Dormí hasta las cinco al arrullo de su respiración apacible. Me vestí a toda prisa sin
lavarme, y sólo entonces vi la sentencia escrita con lápiz labial en el espejo del
lavabo: El tigre no come lejos. Sé que no estaba la noche anterior y nadie podía
haber entrado en el cuarto, de modo que la entendí como la cuelga del diablo. Un
trueno terrorífico me sorprendió en la puerta, y el cuarto se llenó del olor
premonitorio de la tierra mojada. No tuve tiempo para escapar ileso. Antes de que
encontrara un taxi se precipitó un aguacero grande, de los que suelen desordenar la
ciudad entre mayo y octubre, pues las calles de arenas ardientes que bajan hacia el
río se convierten en torrenteras que arrastran cuanto encuentran a su paso. Las
aguas de aquel septiembre raro, después de tres meses de sequía, podían ser tan
providenciales como devastadoras.
Desde que abrí la puerta de casa me salió al encuentro la sensación física de que no
estaba solo. Alcancé a ver el celaje del gato que saltó del sofá y se escabulló por el
balcón. En su plato quedaban las sobras de una comida que yo no le había servido.

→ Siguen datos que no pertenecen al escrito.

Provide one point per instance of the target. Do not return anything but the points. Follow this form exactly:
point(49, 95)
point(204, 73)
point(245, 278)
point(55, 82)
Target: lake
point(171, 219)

La peste de sus orines rancios y su caca caliente habían contaminado todo. Me
había dedicado a estudiarlo como estudié el latín. El manual decía que los gatos
escarban en la tierra para esconder su estiércol, y que en las casas sin patio, como
ésta, lo harían en las macetas de plantas, o en cualquier otro escondrijo. Lo
apropiado era prepararles desde el primer día una caja con arena para orientarles el
hábito, y así lo hice. También decía que lo primero que hacen en casa nueva es
marcar su territorio orinando por todas partes, y aquél pudo ser el caso, pero el
manual no decía cómo remediarlo. Seguía sus trazas para familiarizarme con sus
hábitos originales, pero no di con sus escondites secretos, sus sitios de reposo, las
causas de sus humores volubles. Quise enseñarlo a comer en sus horas, a usar la
cajita de arena en la terraza, a no subirse en mi cama mientras yo dormía ni a
olisquear los alimentos en la mesa, y no pude hacerle entender que la casa era suya
por derecho propio y no como un botín de guerra. De modo que lo dejé a su aire.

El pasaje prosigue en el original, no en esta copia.